By the time we had reentered the Syrian border and were headed back to the cab ready to take us into Kameshli, I had resigned myself to the fact that we were refugees. I read about refugees on the Internet daily… in the newspapers… hear about them on TV. I hear about the estimated 1.5 million plus Iraqi refugees in Syria and shake my head, never really considering myself or my family as one of them. After all, refugees are people who sleep in tents and have no potable water or plumbing, right? Refugees carry their belongings in bags instead of suitcases and they don’t have cell phones or Internet access, right? Grasping my passport in my hand like my life depended on it, with two extra months in Syria stamped inside, it hit me how wrong I was. We were all refugees. I was suddenly a number. No matter how wealthy or educated or comfortable, a refugee is a refugee. A refugee is someone who isn’t really welcome in any country- including their own... especially their own.

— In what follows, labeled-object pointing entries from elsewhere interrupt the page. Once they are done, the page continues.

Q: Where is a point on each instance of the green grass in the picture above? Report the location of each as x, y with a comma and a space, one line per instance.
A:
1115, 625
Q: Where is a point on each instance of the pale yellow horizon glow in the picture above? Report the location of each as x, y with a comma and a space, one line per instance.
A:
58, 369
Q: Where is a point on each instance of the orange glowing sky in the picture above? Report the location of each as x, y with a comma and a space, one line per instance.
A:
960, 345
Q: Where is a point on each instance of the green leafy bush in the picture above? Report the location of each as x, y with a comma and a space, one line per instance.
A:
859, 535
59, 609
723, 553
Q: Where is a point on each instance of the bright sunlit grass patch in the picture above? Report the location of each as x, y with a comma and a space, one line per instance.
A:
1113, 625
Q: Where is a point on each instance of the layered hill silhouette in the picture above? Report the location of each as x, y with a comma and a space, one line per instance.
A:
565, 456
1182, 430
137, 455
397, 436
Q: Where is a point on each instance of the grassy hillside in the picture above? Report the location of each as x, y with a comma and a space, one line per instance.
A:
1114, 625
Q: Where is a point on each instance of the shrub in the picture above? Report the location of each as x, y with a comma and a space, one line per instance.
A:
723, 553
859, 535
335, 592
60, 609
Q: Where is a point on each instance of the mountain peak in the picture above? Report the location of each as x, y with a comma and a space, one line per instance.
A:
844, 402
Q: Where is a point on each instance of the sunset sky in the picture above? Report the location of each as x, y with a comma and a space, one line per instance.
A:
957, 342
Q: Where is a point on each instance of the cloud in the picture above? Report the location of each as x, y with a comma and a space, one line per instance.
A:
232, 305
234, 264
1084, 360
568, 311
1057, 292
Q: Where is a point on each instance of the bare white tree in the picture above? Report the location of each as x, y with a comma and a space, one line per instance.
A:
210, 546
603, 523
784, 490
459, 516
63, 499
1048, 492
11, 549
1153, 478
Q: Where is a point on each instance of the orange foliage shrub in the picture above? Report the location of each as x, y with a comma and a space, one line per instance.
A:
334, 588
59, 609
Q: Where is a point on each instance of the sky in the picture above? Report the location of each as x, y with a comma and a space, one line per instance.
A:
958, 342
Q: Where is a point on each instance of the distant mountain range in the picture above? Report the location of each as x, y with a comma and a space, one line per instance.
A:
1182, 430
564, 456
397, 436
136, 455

We live in an apartment building where two other Iraqis are renting. The people in the floor above us are a Christian family from northern Iraq who got chased out of their village by Peshmerga and the family on our floor is a Kurdish family who lost their home in Baghdad to militias and were waiting for immigration to Sweden or Switzerland or some such European refugee haven.

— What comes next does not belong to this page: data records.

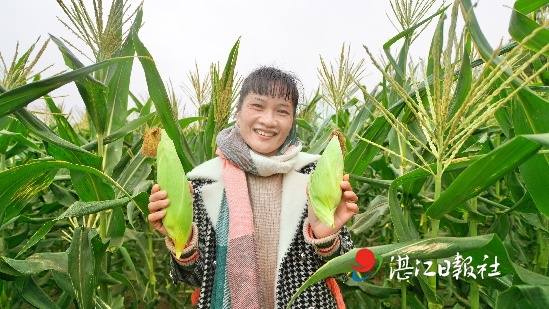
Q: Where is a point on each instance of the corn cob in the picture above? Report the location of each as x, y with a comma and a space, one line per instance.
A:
324, 189
171, 178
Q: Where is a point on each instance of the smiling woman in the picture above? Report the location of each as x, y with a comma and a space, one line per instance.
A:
265, 116
255, 242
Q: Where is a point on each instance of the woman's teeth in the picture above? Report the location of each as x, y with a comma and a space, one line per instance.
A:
264, 133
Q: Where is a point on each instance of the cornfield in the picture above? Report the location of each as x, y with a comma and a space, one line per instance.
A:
449, 157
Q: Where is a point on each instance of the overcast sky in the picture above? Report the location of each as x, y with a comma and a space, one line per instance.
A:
287, 33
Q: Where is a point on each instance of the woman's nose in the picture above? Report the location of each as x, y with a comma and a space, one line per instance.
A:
267, 119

The first evening we arrived, exhausted, dragging suitcases behind us, morale a little bit bruised, the Kurdish family sent over their representative – a 9 year old boy missing two front teeth, holding a lopsided cake, "We’re Abu Mohammed’s house- across from you- mama says if you need anything, just ask- this is our number. Abu Dalia’s family live upstairs, this is their number. We’re all Iraqi too... Welcome to the building."
I cried that night because for the first time in a long time, so far away from home, I felt the unity that had been stolen from us in 2003.